Panzhousaurus Temporal range: Middle Triassic, Anisian PreꞒ Ꞓ O S D C P T J K Pg N I O An. La. Carn. Norian Rh.

Scientific classification
- Kingdom: Animalia
- Phylum: Chordata
- Class: Reptilia
- Superorder: †Sauropterygia
- Suborder: †Pachypleurosauria
- Genus: †Panzhousaurus Jiang et al., 2019
- Type species: †Panzhousaurus rotundirostris Jiang et al., 2019

= Panzhousaurus =

Extinct genus of reptiles

Panzhousaurus is an extinct genus of pachypleurosaur from the Middle Triassic of China. The type species is P. rotundirostris. The preserved portion of the holotype measures 36 cm long, and its total body length may have been less than 50 cm.
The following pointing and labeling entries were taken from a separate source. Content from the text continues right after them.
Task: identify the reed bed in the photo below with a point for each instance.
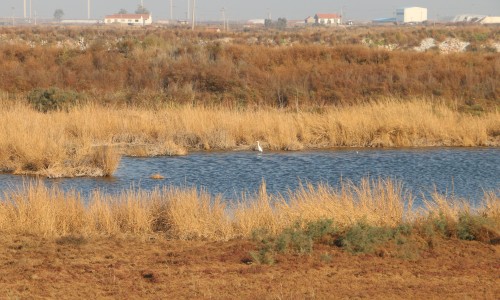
(88, 140)
(186, 213)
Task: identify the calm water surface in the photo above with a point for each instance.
(461, 172)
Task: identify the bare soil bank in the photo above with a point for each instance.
(153, 267)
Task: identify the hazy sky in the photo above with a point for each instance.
(250, 9)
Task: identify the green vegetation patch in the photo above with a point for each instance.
(53, 99)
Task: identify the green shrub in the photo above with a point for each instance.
(294, 240)
(364, 238)
(475, 227)
(52, 99)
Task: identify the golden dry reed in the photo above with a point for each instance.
(190, 214)
(87, 141)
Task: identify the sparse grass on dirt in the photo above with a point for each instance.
(87, 140)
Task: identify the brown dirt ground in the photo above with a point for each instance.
(157, 268)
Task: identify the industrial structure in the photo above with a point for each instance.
(129, 19)
(411, 15)
(327, 19)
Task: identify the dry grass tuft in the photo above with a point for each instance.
(64, 143)
(191, 214)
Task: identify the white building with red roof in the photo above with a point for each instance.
(328, 19)
(129, 19)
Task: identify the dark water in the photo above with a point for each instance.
(461, 172)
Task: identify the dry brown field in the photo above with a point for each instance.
(152, 267)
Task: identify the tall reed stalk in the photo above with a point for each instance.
(88, 140)
(191, 214)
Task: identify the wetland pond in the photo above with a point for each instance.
(459, 172)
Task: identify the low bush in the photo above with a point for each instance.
(52, 99)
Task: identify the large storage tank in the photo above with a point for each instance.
(411, 15)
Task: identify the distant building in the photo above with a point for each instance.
(309, 20)
(411, 15)
(129, 19)
(327, 19)
(81, 22)
(490, 20)
(481, 19)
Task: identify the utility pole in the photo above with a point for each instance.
(192, 14)
(171, 10)
(223, 10)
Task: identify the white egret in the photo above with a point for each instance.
(259, 148)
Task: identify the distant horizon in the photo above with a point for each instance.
(238, 10)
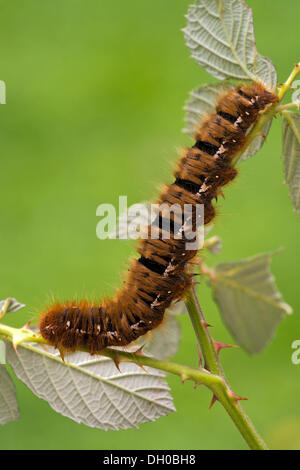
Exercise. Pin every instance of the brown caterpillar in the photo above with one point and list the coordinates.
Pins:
(160, 275)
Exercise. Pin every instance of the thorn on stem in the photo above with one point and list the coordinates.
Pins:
(235, 398)
(200, 356)
(183, 378)
(263, 135)
(213, 401)
(62, 354)
(219, 346)
(205, 324)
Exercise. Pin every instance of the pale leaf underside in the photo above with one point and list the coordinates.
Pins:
(90, 389)
(291, 156)
(202, 102)
(249, 302)
(220, 35)
(8, 402)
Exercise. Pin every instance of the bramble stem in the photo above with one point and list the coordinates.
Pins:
(215, 382)
(286, 86)
(222, 390)
(267, 114)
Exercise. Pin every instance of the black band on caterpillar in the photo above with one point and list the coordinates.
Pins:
(160, 275)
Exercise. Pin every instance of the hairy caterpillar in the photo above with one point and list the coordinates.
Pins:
(160, 275)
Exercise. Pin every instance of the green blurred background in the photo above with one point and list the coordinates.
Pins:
(95, 91)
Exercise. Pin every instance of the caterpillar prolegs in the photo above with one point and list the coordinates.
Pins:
(160, 276)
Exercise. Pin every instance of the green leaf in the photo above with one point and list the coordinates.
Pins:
(291, 155)
(8, 401)
(220, 35)
(90, 389)
(249, 302)
(257, 143)
(11, 305)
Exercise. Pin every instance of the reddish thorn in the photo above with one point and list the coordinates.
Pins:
(61, 353)
(235, 397)
(205, 324)
(219, 346)
(200, 356)
(140, 351)
(26, 326)
(117, 362)
(213, 401)
(220, 193)
(183, 378)
(263, 135)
== Discovery and naming ==
In 2019, Jiang et al. described Panzhousaurus rotundirostrus as a new genus and species of pachypleurosaur based on the following 4 autapomorphies (distinctive features): a shortened and rounded snout, a neck that consists of 24 cervical vertabrae and an upper back that consists of 20 dorsal vertabrae, an ulna which was straight with a posterior margin and concave in appearance, as well as four distally located carpal (wrist) bones.